The players, who rehearse in the woods and perform at the Duke’s court, were utterly delightful. Oliver Chris as Bottom, with a Brummie accent, was a wonderful ass, and his death scene in the frightful court performance of Pyramus and Thisbe was gloriously over the top. I also thought Timothy Speyer as Snug was superb with his round-eyes and broad Black Country accent, seemingly in awe of his more worldly fellow actors. The hopeless incompetence of the acting troupe was hilarious, and their marvellous comic timing had the audience in stitches.

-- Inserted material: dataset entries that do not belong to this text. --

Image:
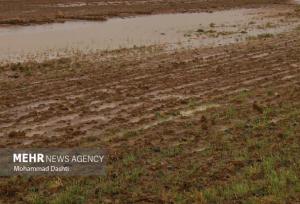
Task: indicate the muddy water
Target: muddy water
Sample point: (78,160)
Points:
(19,42)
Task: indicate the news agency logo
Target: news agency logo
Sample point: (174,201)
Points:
(58,161)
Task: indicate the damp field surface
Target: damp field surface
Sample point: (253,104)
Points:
(214,119)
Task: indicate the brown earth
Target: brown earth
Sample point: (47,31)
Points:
(174,125)
(46,11)
(207,125)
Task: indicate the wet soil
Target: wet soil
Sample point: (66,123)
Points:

The lovers were well played, with Annabel Scholey as Hermia, Rachael Stirling as Helena, and I particularly liked Tam Williams and Ben Mansfield as Lysander and Demetrius, the suitors. In the fairy realm, Reece Ritchie was an excellent Puck with his dark features, huge energy and mischievous attitude. The sets and costume designs by Elizabeth Bury, and the lighting by Peter Mumford, were both simple and effective, and the ass’s head gave Bottom an appealing nobility. The Rose Theatre usually has some empty seats, partly because of some poor sight-lines, but Judi Dench has made this a sell-out. If you can get tickets, it’s well worth seeing, not just for her, but because the whole cast gives a wonderful performance. This is the perfect antidote to the winter blues — it’s a riot, and two Americans in front of us were going for the second time that day!

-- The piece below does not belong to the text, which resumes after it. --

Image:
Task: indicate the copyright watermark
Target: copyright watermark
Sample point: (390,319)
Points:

The Browning Version, Rose Theatre, Kingston-on-Thames, September 2009

14 September, 2009

browning

This production by Peter Hall of Terence Rattigan’s play about a classics master at boarding school, was beautifully performed. Peter Bowles was utterly convincing as the dried-out classics master, Crocker-Harris, who has recently suffered a heart attack and is now resigning from the school to take up a less stressful position at a crammer. Charles Edwards was superb as the engagingly human science master, Frank Hunter, and his rather cold affair with Crocker-Harris’s wife, played by Candida Gubbins, was well-portrayed. James Laurenson was good as the non-entity of a headmaster, and James Musgrave was wonderful as Taplow, the pupil who is keen to get his promotion to the ‘remove’, and presents Crocker-Harris with the Browning version of Agamemnon by Aeschylus. The playful mockery of the boys is as nothing compared to the calculated cruelty of Crocker-Harris’s wife, who relates to her husband details of her affairs with the other masters, nor to the cold denial by the trustees of a pension to poor Crocker-Harris, who has served only eighteen years instead of the necessary twenty. Terence Rattigan, and of course Peter Bowles, engage our sympathy for this disappointed scholar who was once a star at Oxford and is now teaching his pupils to read Aeschylus, surely the hardest of the Greek playwrights to understand. What is it that turns bright young people into unloved experts who inspire little more than fear from 99% of their underlings. Whatever it is, Rattigan portrays the result with understanding and regret. An excellent play.